Conclusion: ESPL1 might be associated with cell cycle and might be an effective prognostic indicator in patients with HCC.

Keywords: extra spindle pole bodies-like 1; hepatocellular carcinoma; prognosis.

Figure 1

ESPL1 mRNA expression in HCC in the Guangxi RNA-seq database. (A and B) ESPL1 expression levels in tumors and adjacent normal tissues. (C and D) Association between ESPL1 expression and clinical characteristics. (E) qRT-PCR validation of ESPL1 expression in tumor tissues and adjacent normal tissues. ****P < 0.0001; **P < 0.01; *P < 0.05.

Figure 2

ESPL1 protein is greatly expressed in HCC samples. (A and E) Immunohistochemical staining of HCC tissue samples and adjacent normal tissues. (Magnification, 100× and 400×; *P < 0.05.) (B) Immunofluorescent staining of human epidermoid carcinoma (A-431), osteosarcoma (U2-OS) and glioblastoma (U-251 MG) cell lines in the HPA database. The red color represents microtubule and the green color represents ESPL1. (C and D) ESPL1 expression level and cell cycle phase in single U-2 OS cells.

Figure 3

Effects of ESPL1 mRNA expression level on survival in patients with HCC. Relationship of ESPL1 mRNA with OS (A and C) and RFS (B and D) in the (A and B) Guangxi cohort and (C and D) the GEPIA database.

Figure 4

WGCNA analysis of: (A) network topology for various soft-thresholding powers (weighted coefficient, β). The x-axis represents different soft-thresholding powers.
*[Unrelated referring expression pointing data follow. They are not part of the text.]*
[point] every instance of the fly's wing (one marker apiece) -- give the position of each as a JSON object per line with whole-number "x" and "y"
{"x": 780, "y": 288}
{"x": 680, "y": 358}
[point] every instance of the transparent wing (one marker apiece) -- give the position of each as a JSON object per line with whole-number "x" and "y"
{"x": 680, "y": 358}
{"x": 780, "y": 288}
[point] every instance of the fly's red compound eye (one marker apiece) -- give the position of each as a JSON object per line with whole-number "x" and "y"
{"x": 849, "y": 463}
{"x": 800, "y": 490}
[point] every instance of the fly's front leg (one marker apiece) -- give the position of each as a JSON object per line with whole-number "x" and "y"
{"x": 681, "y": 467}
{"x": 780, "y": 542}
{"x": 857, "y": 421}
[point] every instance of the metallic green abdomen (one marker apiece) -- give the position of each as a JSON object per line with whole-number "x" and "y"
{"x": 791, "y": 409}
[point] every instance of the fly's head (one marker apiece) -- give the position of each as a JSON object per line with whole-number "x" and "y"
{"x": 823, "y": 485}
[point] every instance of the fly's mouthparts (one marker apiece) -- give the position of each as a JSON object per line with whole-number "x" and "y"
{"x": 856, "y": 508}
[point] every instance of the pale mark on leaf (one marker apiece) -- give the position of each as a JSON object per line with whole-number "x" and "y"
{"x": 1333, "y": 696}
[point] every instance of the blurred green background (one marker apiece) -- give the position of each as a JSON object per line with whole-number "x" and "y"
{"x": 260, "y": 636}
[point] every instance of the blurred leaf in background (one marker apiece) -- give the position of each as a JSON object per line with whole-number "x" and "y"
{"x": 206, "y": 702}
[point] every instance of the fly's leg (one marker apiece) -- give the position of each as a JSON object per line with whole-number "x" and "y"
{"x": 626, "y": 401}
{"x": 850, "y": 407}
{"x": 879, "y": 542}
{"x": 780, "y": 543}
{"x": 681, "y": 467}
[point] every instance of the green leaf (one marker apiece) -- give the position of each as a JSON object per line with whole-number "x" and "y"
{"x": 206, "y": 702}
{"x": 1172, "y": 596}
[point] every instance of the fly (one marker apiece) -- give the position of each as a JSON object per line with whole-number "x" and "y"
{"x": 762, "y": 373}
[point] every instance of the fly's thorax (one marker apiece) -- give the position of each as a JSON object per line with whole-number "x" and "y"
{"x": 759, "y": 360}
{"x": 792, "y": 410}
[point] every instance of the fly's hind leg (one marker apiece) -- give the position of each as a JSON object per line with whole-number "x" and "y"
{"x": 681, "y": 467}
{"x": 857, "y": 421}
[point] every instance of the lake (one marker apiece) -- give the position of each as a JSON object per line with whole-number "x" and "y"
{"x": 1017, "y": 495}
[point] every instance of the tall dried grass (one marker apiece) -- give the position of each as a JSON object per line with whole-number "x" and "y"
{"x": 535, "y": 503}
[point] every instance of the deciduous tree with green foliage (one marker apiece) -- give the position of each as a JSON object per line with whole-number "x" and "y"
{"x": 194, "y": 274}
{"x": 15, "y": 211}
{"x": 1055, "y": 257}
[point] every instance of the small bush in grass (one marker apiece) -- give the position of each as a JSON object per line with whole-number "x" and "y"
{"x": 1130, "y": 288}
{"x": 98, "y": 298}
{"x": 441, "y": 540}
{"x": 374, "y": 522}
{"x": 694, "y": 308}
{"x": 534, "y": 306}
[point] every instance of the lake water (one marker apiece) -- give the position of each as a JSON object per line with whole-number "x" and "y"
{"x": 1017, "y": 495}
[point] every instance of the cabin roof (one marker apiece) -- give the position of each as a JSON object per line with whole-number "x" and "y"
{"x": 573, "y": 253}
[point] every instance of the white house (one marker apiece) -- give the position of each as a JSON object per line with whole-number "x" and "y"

The y-axis represents the correlation coefficient between log (k) and log [P(k)]. The red line indicates a correlation coefficient of 0.9. (B) Clustering gene dendrogram showing five co-expressed modules (different colors) in patients with HCC. (C) Scatter plot of gene and module correlation within the blue module. (D) Heatmap showing the relationships between modules and clinical parameters; the correlation coefficient and corresponding P-value are shown in each cell. (E) Top 10 genes in the blue module.

Figure 5

Enrichment analysis of GO and KEGG ontologies and pathways among DEGs in the blue module (A) GO-BP; (B) GO-CC; (C) GO-MF; (D) KEGG.

Figure 6

Kaplan–Meier analysis of OS in patients relative to the levels of expression of the genes (A) ESPL1 (B) BUB1B (C) GTSE1 (D) KIF23 (E) PRC1 (F) TOP2A. (G) Joint model based on six genes.

Figure 7

Prognostic risk score model and time-dependent ROC curve of the ESPL1 gene in HCC (A–C) Guangxi cohort; (D–F) TCGA cohort.

Figure 8

Single cell profiling of six HCCs from the TISCH database. (A–C) UMAP and violin plots showing the expression levels of ESPL1. (D) Proportions of immune cells in tumor tissue of six HCC patients. (E–G) Pathway enrichment of proliferating T cells based on the HALLMARK dataset.